Sunday 28 August 2011

Likelihood estimation and optimisation

We noticed when generating the multivariate dataset, mydata, that although the mvrnorm command allows us to specify the correlation between the simulated variables, the actual correlation observed might depart from this value, especially when the sample size is small. You will also be familiar with the idea of a 'nonsignificant' yet positive correlation. For instance, if in a sample of 20 cases, you obtain a correlation of .2, this is not statistically significant, which is to say that it is not reliably different from zero. These observations illustrate the point that any observed statistic is an estimate of a parameter which is never quite precise – the degree of precision will depend in part on the sample size.  Rather than just specifying whether a correlation is significant or not, it is possible to adopt a different approach of estimating the likelihood that the observed value comes from a population that has a given true value.  This is a key concept that you need to grasp in order to understand how OpenMx works, and so we will spend some time illustrating it with examples.
 
Our script will use the mydata file that you created earlier. If you are running the same session, it will still be present in memory. If you have shut down R, it will only be present if you accepted the option "Save Workspace Image" when exiting R. This is not a problem, because we saved the data, and so can just read it in. Or you can always recreate it!

There is an easy way to check which variables are present in memory. At the R console, type
    objects()
and you get a list of all variables.

NB. If at any point you want to clear all variables from the workspace, type:
rm(list = ls(all = TRUE))
Alternatively, you can go to Misc on the menubar and select Remove all Objects.

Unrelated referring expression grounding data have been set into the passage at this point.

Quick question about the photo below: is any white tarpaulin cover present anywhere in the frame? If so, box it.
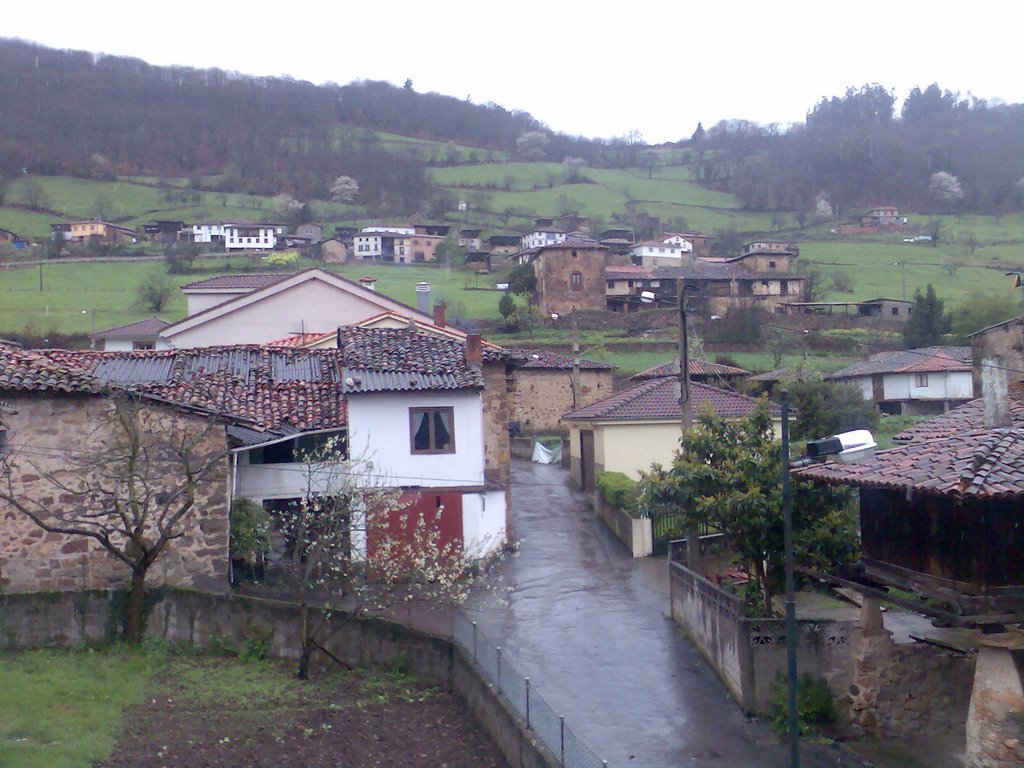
[532,440,562,464]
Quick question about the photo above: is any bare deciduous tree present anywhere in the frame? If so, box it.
[0,394,227,644]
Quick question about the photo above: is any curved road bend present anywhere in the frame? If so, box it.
[463,460,861,768]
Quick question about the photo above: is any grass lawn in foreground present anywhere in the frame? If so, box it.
[0,648,154,768]
[0,647,507,768]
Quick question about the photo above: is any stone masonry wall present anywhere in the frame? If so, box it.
[0,392,230,593]
[847,621,975,737]
[511,369,614,434]
[535,246,606,316]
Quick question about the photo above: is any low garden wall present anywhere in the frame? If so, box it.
[593,494,652,558]
[669,561,855,714]
[0,589,558,768]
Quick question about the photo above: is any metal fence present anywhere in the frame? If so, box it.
[452,612,609,768]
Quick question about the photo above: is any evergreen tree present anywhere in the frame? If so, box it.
[903,284,952,348]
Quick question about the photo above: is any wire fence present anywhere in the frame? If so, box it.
[452,612,609,768]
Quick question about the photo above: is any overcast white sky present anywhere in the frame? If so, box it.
[5,1,1021,143]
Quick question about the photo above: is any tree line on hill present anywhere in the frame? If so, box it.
[690,84,1024,217]
[0,40,638,217]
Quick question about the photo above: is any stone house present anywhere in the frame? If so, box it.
[1,330,517,594]
[504,349,616,435]
[530,240,608,316]
[0,348,231,594]
[861,206,901,228]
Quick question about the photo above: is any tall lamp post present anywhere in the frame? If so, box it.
[785,425,877,768]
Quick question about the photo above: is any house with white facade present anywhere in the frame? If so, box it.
[162,269,454,348]
[632,239,692,267]
[191,221,284,250]
[12,332,512,573]
[827,346,974,415]
[520,228,567,252]
[91,317,172,351]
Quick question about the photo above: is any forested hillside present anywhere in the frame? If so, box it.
[693,84,1024,216]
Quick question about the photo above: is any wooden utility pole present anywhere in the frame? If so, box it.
[570,309,581,410]
[678,280,699,568]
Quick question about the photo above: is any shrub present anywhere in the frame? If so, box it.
[230,497,271,565]
[595,471,639,511]
[768,674,838,737]
[262,250,300,268]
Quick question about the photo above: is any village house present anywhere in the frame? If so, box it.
[486,234,521,255]
[632,239,691,267]
[458,228,483,251]
[68,220,138,245]
[159,268,453,348]
[797,362,1024,768]
[502,349,616,435]
[779,297,914,322]
[605,262,805,315]
[563,376,782,489]
[528,240,608,316]
[520,226,566,252]
[317,236,348,264]
[354,224,446,263]
[827,346,973,415]
[91,317,172,351]
[142,219,186,243]
[0,329,515,594]
[190,221,285,250]
[0,227,28,249]
[630,358,750,387]
[861,205,902,228]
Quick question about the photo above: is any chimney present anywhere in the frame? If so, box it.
[433,304,446,328]
[416,282,431,314]
[981,356,1012,429]
[358,275,377,292]
[466,333,482,370]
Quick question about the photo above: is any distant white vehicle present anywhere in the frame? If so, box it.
[496,283,510,291]
[914,235,932,242]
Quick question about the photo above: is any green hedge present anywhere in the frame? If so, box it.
[595,471,639,511]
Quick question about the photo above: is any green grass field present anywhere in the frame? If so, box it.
[0,648,154,768]
[0,258,511,337]
[800,241,1013,304]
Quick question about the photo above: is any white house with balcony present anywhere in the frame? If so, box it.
[828,346,974,416]
[632,239,691,267]
[521,228,567,251]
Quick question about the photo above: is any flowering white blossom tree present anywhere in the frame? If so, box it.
[276,438,493,679]
[329,175,359,203]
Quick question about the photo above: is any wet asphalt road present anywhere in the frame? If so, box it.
[463,460,860,768]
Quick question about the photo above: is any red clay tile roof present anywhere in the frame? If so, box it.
[509,349,617,371]
[828,347,971,379]
[0,348,104,394]
[12,328,492,434]
[338,327,484,393]
[563,378,778,421]
[631,359,750,381]
[795,426,1024,498]
[92,317,171,339]
[266,332,334,348]
[181,273,292,291]
[892,384,1024,443]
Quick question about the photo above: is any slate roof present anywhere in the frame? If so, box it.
[181,273,292,291]
[747,368,789,383]
[92,317,171,339]
[631,359,750,381]
[563,378,779,421]
[795,427,1024,498]
[828,347,971,379]
[509,349,617,371]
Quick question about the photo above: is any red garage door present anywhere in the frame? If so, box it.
[366,490,464,567]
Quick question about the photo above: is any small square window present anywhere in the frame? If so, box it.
[410,407,455,454]
[892,307,899,316]
[914,374,929,388]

Now copy this program into your Editor and run it.
#-------------------------------------------------------------------------------------------------------
# Likelihood_demo
#  Computes likelihood of observed correlation relative to range of true population correlations
#   by DVM Bishop, 6th March 2010
#-------------------------------------------------------------------------------------------------------

mydata=read.table("myfile")  # read in the data we created earlier
    # NB the name is not saved with the data – we reassign it here
                                          # Could use any filename we like
myn=nrow(mydata)             # set myn to the number of cases

mycoro=cor(mydata)           # set mycoro to the correlation matrix for mydata
mynvar=nrow(mycoro)          # set mynvar to the number of variables

myresult=matrix(0,nrow=10,ncol=2)   
# set up a blank matrix with 10 rows to hold expected correlations and likelihoods

mylabels=c('True correlation','-LL')    # Put labels for 2 columns of myresult in a vector
dimnames(myresult)=list(NULL,mylabels) # Allocate the labels to myresult
                                    
for (myx in c(1:10))   # Start a loop, which will run with value of myx updated
                            # from 1 to 10 on each pass through
{
 mytruecor=matrix(c(1,(myx-1)/10,(myx-1)/10,1),nrow=2)    
# Divide (myx-1) by 10 to give expected correlation for this pass of loop,
# i.e. likelihood is computed for correlations ranging from 0 to .9
 myresult[myx,1]=(myx-1)/10   # Results table has true covariance value in column 1

 myLL=(myn-1)%*%log(det(mycoro))-log(det(mytruecor))+sum(diag(mytruecor%*%solve(mycoro))-mynvar)
#  formula for computing negative log likelihood of observed correlation matrix, 
#  given true population value

myresult[myx,2]=myLL # put -likelihood value for this pass of the loop in myresult
# close curly bracket denotes end of loop

plot(myresult) #plot true correlation vs likelihood
#-------------------------------------------------------------------------------------------------------
In practice, for computational reasons, it is customary to report a value of 2 times the negative log likelihood, rather than the raw likelihood. The lower this value, the better the fit.
Figure 2: Output from Likelihood_demo

As you will see from the plot, the negative log likelihood function is at a minimum when the true population covariance is .5.
For further demonstration, we'll take advantage of R's prepackaged datasets.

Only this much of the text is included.